In the vicinity of the Javits Center and Moynihan Station, (a 9-year-old cost-behemoth of a project to rebuild Penn Station) “The mayor pushed through, rather discreetly, an enormous rezoning of the area…south of 42nd street down to 34th street.” The purpose of this rezoning, Horsley says, is to allow for the creation of a new diagonal boulevard in between 10th and 11th avenues, where millions of square feet of new office space and thousands of new apartments and hotel rooms could be built. Presumably, the purpose is to solidify the area around the Javits Convention Center, but “they’ve run out of money for an expansion of the Convention Center, and those plans that they had were ill-conceived.” Horsley adds, “We’re not really sure what’s going to happen, it’s hard to believe that nothing will happen. But at the moment, it’s a fiasco that’s probably the greatest in the city’s history in terms of planning.”
Still a Bright Future
On the other hand, the new development plans would offer more jobs and places to live for New Yorkers, in addition to generating more funding for the city through real estate and income taxes.
Esther Muller, co-founder of the Real Estate Academy for Continuing Education and a New York City broker for over 25 years, mentions that new development would hopefully bring more affordable housing into Manhattan.
“I would love to see affordable housing. I would love to see the city really pay attention in that area. We’ve got tremendous amount of teachers and people in healthcare…and people who take care of the city and cannot afford to live here.” Muller also notes that currently prices for a unit in a new Times Square development is roughly $1,100-$1,200 per square foot.

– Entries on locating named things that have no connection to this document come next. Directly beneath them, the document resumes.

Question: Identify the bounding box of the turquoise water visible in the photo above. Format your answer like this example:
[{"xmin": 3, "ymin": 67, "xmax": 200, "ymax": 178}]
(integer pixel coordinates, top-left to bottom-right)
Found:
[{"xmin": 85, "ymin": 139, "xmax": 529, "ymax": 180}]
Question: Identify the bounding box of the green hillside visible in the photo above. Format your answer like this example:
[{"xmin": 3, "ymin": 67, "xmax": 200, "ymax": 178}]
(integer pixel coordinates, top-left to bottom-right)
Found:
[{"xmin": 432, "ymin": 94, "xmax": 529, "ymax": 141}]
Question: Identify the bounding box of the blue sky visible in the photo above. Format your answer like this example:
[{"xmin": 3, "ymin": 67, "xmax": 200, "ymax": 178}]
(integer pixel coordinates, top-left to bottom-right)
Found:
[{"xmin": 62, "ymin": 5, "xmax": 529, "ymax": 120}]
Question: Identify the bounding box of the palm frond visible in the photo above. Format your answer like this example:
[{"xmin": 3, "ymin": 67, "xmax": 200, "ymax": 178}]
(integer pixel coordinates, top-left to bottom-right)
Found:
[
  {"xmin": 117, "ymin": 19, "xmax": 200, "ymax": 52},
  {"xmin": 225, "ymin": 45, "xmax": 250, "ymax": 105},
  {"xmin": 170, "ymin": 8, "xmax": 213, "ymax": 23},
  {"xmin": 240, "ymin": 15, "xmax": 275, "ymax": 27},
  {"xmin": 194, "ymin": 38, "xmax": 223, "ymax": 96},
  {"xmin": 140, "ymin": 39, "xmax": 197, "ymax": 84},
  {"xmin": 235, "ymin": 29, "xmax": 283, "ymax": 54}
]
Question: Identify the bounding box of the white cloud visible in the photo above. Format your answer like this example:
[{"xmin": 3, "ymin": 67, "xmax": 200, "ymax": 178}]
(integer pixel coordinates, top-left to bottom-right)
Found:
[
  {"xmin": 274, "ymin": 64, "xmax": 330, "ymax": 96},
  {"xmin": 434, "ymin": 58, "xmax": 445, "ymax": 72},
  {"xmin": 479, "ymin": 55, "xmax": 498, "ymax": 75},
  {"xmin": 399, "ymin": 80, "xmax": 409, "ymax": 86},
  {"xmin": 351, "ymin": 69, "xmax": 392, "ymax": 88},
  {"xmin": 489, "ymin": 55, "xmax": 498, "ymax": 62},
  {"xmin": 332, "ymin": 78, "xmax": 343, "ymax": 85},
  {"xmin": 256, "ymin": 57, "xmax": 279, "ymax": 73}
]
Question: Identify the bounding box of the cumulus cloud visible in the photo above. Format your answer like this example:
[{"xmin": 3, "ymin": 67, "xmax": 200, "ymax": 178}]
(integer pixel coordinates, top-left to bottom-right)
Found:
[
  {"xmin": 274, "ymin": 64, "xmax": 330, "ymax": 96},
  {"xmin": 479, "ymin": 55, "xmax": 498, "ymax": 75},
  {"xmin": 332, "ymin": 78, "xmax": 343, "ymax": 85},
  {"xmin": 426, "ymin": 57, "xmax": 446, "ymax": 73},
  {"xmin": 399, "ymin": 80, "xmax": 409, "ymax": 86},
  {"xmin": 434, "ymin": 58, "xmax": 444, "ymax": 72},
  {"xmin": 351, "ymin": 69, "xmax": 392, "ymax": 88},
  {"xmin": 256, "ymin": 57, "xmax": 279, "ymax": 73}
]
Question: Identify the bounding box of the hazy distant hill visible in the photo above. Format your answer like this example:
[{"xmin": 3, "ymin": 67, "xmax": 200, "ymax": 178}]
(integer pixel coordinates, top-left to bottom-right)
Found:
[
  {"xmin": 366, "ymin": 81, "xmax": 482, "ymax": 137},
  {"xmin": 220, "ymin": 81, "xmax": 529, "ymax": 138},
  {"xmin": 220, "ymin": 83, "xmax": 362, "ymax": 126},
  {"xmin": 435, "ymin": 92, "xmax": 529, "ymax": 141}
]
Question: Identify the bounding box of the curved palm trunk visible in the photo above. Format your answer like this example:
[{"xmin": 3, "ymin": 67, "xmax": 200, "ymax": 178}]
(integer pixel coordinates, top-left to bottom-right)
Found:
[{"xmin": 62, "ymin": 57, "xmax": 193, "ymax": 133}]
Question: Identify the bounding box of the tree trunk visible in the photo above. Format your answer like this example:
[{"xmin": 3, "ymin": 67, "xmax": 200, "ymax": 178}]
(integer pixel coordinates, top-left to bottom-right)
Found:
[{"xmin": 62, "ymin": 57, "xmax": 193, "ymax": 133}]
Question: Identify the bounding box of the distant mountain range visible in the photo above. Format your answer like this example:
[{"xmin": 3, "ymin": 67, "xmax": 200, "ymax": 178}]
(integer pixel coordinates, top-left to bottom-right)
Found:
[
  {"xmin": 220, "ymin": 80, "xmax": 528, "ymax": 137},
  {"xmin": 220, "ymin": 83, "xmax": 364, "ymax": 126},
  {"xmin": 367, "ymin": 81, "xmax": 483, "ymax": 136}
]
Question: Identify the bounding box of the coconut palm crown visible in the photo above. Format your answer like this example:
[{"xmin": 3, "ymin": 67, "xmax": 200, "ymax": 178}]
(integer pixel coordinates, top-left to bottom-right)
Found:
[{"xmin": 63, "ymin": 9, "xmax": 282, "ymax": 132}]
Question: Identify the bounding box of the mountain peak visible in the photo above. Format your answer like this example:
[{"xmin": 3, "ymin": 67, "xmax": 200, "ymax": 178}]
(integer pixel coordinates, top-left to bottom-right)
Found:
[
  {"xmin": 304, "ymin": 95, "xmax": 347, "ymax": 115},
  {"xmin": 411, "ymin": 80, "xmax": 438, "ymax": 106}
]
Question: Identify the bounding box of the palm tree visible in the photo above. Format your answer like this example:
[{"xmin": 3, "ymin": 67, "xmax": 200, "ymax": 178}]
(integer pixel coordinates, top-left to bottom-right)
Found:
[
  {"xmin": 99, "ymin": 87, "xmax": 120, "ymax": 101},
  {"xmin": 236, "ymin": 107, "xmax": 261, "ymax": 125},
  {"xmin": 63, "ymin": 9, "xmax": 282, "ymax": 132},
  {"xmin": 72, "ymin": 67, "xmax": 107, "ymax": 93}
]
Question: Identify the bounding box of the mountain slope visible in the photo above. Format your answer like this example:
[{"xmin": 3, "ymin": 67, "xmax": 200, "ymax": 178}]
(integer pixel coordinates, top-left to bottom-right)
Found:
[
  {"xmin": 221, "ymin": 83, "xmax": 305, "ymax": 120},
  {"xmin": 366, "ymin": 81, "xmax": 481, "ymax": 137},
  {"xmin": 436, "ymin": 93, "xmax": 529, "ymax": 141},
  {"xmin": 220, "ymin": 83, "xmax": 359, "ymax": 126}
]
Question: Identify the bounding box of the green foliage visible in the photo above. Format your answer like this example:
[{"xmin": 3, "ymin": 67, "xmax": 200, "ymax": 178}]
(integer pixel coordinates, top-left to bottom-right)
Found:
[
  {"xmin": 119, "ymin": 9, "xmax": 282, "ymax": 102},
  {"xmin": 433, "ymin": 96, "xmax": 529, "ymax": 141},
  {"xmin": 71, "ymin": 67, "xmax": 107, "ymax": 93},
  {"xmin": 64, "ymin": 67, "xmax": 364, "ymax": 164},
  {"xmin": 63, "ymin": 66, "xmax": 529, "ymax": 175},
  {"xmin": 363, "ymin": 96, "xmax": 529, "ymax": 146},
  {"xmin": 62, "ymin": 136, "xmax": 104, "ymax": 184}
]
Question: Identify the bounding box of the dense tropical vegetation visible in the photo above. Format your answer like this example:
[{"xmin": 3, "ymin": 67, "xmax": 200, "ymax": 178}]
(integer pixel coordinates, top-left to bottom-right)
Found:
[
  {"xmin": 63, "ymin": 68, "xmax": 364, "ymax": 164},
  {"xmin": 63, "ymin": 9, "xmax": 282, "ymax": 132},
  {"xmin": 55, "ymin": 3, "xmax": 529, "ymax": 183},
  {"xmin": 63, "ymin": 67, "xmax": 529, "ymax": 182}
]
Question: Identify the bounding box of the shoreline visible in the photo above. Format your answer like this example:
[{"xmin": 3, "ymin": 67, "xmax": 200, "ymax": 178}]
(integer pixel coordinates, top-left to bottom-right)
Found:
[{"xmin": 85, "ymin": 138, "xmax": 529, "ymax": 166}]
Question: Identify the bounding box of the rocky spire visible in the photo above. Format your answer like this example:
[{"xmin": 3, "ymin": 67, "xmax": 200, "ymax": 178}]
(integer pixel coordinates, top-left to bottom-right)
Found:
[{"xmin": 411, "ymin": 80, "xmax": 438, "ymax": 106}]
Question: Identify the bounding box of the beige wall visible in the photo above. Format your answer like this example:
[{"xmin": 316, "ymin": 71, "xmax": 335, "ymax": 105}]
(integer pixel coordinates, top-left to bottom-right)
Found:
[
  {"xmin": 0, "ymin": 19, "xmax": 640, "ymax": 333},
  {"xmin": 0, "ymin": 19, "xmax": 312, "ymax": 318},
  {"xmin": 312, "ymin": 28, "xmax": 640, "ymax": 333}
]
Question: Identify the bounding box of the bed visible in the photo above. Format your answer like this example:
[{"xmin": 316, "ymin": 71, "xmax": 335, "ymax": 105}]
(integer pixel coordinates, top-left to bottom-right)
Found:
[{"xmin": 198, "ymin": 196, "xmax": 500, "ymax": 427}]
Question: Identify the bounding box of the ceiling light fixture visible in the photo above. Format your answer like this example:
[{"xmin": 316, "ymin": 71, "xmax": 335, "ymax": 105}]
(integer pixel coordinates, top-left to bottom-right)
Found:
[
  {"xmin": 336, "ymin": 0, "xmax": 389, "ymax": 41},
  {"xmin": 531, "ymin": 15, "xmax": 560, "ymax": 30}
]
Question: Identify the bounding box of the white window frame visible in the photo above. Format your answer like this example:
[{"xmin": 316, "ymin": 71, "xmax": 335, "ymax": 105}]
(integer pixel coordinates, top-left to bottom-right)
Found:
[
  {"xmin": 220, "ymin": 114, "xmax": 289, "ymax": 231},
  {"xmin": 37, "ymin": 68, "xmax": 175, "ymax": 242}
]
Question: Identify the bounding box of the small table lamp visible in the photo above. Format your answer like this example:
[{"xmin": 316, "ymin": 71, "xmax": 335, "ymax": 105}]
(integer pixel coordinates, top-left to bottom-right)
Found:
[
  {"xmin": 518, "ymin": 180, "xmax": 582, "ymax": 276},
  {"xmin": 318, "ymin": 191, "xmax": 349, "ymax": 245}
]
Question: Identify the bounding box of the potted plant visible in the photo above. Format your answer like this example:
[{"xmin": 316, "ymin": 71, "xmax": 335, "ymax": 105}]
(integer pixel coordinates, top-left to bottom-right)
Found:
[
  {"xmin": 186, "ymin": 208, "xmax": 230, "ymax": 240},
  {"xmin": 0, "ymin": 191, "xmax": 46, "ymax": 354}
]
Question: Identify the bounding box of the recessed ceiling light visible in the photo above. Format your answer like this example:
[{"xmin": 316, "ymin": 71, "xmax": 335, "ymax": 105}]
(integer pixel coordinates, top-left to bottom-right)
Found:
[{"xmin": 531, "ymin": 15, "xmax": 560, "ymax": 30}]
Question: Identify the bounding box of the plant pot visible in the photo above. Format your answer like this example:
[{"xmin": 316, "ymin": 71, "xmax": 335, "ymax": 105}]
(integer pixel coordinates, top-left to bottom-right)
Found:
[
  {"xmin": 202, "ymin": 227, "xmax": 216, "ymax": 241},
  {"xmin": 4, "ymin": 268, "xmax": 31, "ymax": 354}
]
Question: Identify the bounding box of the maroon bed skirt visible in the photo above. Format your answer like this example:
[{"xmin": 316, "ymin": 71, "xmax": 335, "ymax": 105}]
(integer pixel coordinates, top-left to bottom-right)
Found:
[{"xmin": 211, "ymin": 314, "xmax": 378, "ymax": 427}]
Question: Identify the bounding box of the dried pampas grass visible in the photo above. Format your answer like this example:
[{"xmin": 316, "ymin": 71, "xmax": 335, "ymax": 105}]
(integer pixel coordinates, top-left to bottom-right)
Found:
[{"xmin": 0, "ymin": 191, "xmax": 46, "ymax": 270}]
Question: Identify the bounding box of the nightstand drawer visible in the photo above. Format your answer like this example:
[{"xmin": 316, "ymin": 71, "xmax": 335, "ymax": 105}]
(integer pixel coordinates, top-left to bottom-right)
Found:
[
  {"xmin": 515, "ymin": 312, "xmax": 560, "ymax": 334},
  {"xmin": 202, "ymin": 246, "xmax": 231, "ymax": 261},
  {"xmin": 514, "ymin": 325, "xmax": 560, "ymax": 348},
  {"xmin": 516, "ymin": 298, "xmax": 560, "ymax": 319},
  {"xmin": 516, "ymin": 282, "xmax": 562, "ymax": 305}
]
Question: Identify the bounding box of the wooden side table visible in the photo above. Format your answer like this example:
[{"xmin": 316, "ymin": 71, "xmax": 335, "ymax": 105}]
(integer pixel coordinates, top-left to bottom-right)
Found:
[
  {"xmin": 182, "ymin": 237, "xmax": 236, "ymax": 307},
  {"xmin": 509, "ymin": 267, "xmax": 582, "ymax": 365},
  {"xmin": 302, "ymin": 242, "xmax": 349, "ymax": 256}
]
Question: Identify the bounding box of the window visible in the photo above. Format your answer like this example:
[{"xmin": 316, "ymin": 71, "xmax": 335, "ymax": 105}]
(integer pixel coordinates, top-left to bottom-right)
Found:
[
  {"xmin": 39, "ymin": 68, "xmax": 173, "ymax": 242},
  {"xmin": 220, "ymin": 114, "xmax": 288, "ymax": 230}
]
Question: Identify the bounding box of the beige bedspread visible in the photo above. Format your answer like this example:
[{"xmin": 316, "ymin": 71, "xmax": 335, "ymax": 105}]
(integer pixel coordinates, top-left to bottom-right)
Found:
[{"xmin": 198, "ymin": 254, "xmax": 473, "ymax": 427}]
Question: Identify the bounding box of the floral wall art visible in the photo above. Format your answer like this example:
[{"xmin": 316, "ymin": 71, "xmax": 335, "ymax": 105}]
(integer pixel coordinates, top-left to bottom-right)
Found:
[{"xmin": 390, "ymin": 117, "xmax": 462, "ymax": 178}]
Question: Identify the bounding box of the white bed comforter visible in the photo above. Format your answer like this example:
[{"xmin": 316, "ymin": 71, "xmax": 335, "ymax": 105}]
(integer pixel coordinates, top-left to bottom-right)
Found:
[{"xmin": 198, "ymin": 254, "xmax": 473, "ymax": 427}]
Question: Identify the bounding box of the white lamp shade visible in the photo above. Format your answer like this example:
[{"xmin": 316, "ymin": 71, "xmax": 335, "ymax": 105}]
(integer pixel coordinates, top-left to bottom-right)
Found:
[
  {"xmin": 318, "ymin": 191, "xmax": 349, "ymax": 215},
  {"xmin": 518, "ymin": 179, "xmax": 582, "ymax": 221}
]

Clearly, in comparison to even a decade ago, there has been significant change and revitalization in Times Square, with hopes and plans for much more. Goldstein mentions goals of making Times Square a “more authentic and more New York neighborhood.” By any standard, the neighborhood is internationally renown, but the work continues towards even further improvement. Goldstein says that generally tourists are very happy with their visits to Times Square, but the Times Square Alliance is also working towards improving the area for the people that work and live in the area, as well.
“One of the major initiatives we are working on is trying to attract…unique, locally-based retailers throughout New York, in Manhattan and Brooklyn, to see if they would be interested in locating along Eighth Avenue, which we identified as a retail corridor.” Eighth Avenue, should “present more opportunities as these new buildings come in and empty space opens…In the next 3-5 years, [our goals is] get a more diverse and interesting mix of retailers. So, they’ll be serving the people that work here, but they’ll also be serving the people that move in west of here.” The goals and efforts of the Alliance demonstrate the expanding scope of the Times Square neighborhood.
All in all, says Horsley, Times Square is “safer, slightly more antiseptic; but still there is so much pedestrian traffic and tourists and theatre goers that there is no question that it is definitely still the ‘Crossroads of the World.’”
Brendan J. Flaherty is an associate editor of The Cooperator.